Hives 1 and 2 are a special case. 2 was started from one, and seems to be doing fantastically. 1 is queenless with laying workers, so I took two frames with some brood including eggs from 2 and put it in 1, we'll see if it survives. If not, 2 will become 1 again since the hives will be merged. If that happens, I just need to time it right so that when 1 dies, it won't get robbed out because it has alot of uncapped honey. I think maybe I should have left more brood with eggs in 1, I may have taken too many. 2 did start out quite well though.

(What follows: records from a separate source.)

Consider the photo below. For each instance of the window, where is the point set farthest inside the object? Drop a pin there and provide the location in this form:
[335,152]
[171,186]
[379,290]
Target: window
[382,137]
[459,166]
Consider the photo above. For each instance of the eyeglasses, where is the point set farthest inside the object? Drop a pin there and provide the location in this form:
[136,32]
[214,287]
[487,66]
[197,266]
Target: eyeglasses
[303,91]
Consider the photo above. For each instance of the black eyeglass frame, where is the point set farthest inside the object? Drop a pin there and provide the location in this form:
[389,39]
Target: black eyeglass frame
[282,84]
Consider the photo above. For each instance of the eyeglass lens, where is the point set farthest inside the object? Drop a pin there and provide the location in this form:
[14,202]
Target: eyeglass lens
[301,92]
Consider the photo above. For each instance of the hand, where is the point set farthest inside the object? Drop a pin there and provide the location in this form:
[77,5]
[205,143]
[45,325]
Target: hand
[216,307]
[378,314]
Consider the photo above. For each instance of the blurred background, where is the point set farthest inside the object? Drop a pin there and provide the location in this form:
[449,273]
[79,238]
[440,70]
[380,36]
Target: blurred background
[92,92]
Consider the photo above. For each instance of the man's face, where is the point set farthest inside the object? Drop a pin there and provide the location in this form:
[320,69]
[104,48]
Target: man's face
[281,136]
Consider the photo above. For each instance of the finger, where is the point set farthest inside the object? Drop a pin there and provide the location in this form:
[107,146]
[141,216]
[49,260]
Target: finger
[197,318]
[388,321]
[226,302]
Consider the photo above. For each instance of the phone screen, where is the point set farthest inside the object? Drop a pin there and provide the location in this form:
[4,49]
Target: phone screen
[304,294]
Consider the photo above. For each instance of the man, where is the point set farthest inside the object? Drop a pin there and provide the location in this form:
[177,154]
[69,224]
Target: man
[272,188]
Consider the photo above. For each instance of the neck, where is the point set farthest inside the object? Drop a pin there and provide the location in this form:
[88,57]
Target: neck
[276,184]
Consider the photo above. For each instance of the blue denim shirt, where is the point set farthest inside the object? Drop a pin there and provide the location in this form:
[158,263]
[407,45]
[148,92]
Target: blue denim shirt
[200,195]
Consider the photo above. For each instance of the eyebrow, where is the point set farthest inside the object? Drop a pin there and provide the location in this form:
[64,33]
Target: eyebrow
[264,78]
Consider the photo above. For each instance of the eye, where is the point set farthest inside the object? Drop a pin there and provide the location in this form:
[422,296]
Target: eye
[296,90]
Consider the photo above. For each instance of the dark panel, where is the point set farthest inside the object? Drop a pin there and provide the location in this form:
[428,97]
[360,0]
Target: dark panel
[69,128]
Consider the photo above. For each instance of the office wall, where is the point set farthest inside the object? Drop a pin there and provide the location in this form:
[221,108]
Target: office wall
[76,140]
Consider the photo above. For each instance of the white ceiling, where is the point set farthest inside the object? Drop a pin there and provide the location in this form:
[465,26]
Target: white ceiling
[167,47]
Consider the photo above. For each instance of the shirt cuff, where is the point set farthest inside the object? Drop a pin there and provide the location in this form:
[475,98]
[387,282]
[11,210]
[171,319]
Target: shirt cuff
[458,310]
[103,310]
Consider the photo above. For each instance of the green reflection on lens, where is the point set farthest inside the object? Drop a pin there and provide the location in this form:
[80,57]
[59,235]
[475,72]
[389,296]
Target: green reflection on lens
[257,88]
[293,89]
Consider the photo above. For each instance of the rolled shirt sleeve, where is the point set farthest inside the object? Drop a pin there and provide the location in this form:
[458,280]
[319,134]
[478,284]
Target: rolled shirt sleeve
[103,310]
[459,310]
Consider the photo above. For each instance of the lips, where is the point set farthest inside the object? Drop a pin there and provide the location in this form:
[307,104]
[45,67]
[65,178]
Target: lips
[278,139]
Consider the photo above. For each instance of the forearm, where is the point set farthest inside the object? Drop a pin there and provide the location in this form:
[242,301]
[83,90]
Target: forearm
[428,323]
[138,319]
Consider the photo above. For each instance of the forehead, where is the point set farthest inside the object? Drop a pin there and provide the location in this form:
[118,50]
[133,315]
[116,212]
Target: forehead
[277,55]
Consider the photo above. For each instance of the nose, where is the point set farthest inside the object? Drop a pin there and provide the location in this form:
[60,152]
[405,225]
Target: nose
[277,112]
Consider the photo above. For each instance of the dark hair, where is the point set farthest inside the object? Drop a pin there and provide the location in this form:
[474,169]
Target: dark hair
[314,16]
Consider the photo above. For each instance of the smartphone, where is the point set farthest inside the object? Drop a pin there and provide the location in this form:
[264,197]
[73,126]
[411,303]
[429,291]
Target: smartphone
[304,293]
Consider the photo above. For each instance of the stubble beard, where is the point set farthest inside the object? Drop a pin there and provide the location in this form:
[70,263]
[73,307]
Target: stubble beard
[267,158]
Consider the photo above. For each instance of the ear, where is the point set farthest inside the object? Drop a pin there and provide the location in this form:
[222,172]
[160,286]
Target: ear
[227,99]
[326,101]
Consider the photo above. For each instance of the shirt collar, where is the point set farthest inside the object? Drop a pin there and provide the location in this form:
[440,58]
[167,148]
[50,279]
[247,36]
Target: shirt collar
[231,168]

The problem is, now with a number of hives doing quite well, I don't have enough boxes to complete the configuration. With seven hives on a 5 box unlimited broodnest configuration, I need the equivalent of 35 boxes of which I have 34. Fortunately I cancelled the three new queens from Dixie, decided to get on the top of the list for three nucs for next year. but I do still have the freshly made lids for those. If 1 fails, I will have what I need, but I would rather that it succeed. I do have seven boxes in the shop with nothing useful in them however. They need to be filled with the existing new frames I have and then the old frames need to be cleaned out and installed with new foundation until I have what I need.

One thing of note for all of today was that all of the hives were a bit feisty. I think I got stung at most of the hives, totalling around a dozen stings or so. I got several in my right wrist which is now swollen. It seemed that the bees needed excessive smoke to keep them occupied. This may be because it has not rained (beside yesterday) for approaching two weeks and it was getting kind of dry. Though there is plenty of clover on my property, the flowers may have been shutting down nectar production due to the dryness. This could have led to temperamental bees. The sting that hurt the most was on my knee, my pants have a hole there. I felt another bee climbing up my pants on my upper leg, so I waited until I knew exactly where she was and then hit her (and me) pretty hard with my hive tool. It hurt a bit, but succeeded in killing her without stinging me.

I need to order some bottling tools now that I know I have honey that needs harvesting.